Fútbol de despacho
Parte del trabajo de los directivos consiste en carecer de conocimiento futbolístico que podría entorpecer su labor
A menudo el fútbol transcurre entre despachos altísimos, copados por tipos sin demasiada idea de fútbol. Se les llama presidentes, o vicepresidentes, y su papel resulta de enorme relevancia. Parte de su trabajo consiste, precisamente, en carecer de conocimientos futbolísticos, que podrían inmiscuirse y entorpecer su labor directiva, con el consiguiente agravio para el club. Ese desapego hacia todo cuanto ocurre en un terreno de juego, aunque no lo parezca, es buenísimo para hacer negocios, y para el terreno de juego. Nada impresiona y amedranta tanto a tu interlocutor, el día que os reunís para tratar un traspaso o un patrocinio, como hacerle ver que el fútbol te importa una higa. Si hay algo importante en el fútbol es aquello que no es estrictamente fútbol, pero que permite que su rueda en llamas gire sin parar.

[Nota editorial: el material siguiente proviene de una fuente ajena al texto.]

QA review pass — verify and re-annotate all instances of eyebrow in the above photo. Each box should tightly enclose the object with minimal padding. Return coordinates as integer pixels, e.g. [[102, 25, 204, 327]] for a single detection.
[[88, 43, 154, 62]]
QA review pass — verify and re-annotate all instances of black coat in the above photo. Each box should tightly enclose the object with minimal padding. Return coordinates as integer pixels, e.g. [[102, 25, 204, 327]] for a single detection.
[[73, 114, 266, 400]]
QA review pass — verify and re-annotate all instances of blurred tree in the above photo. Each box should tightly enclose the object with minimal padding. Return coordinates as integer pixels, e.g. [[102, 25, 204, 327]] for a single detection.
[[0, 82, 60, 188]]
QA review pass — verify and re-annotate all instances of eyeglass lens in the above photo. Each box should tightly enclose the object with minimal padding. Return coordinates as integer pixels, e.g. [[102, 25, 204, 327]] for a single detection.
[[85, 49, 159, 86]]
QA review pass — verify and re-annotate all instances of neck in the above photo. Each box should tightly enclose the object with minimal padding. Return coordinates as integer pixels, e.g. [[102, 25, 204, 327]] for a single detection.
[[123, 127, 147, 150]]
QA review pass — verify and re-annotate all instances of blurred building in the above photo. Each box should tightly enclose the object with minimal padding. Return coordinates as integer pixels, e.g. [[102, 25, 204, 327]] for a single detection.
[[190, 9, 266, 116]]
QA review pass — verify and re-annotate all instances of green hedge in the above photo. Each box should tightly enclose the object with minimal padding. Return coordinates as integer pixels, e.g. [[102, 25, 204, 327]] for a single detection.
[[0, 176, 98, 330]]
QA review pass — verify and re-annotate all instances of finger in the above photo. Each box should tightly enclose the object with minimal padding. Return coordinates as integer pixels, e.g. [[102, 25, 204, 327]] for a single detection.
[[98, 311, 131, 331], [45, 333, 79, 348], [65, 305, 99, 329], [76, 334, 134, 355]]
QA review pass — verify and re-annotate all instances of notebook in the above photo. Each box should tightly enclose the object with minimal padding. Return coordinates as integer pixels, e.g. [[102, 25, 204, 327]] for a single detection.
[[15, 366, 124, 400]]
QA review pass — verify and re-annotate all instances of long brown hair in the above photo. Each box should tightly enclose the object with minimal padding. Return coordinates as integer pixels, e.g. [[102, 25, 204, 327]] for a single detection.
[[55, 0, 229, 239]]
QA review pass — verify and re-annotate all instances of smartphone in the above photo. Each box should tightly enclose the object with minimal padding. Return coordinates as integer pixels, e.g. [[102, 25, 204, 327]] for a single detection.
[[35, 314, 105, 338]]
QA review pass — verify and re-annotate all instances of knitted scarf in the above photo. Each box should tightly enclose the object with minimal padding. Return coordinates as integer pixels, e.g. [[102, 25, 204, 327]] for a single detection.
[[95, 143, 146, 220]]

En un despacho donde a diario se ventilan decisiones que afectan a la competición y a los jugadores, y al final a la felicidad del aficionado, se entiende de ingeniería, de construcción, de política, de fondos de inversión, de hostelería, de cine, de vino, de música, de zapatería, o de un millón de cosas más. Eso resulta de gran provecho para este deporte, en el que todo lo que le es extraño desempeña un papel decisivo, parecido al del carburante.
¿Quién presidiría los grandes clubes, si no fuesen los hombres de negocios, seducidos por el éxito, las influencias, y naturalmente el negocio mismo? Me temo que este deporte no podría sobrevivir sin sus componentes ajenos, como cuando aquel autor decía que para ser escritor había que ser conductor de autobús, camarero, pintor, traumatólogo, banquero, atracador y bibliotecario, pero en ningún caso escritor.
Naturalmente, existen algunas excepciones. Renato Cesarini, que como técnico dirigió a River, a Boca Juniors o a la Juventus, contaba que una vez, durante su etapa en los banquillos argentinos, se cruzó con un directivo que entendía muchísimo de fútbol. Éste le hizo algunas observaciones, de índole táctica, sobre la plantilla. “¿Y usted a qué se dedica?”, le preguntó el técnico, intrigado. “Yo tengo una relojería”, respondió el dirigente con precisión suiza. A lo que Cesarini, llevándose una mano a la barbilla, agregaría: “Bueno… cuando hablemos de relojes me va a interesar su opinión”. Ese día lo iría a ver a su despacho, le prometió.
El despacho es un lugar fascinante, si bien con escasa literatura hasta el momento. La gente que lo ocupa interpreta a la perfección a esos personajes poderosos e impenetrables que fuman en la oscuridad, de los que sólo se ve refulgir la brasa de su cigarro. Se saben poderosos, y a la vez actores secundarios, de ahí que, por norma general, dejen que los jugadores jueguen, los entrenadores entrenen y los periodistas hagan periodismo. Pero, como digo, hay excepciones, y de vez en cuando el presidente ocupa todo el plano y convoca a la prensa en el palco para sugerir que el club es él, y que su poder no se somete a las críticas ni a las mismas reglas que los demás.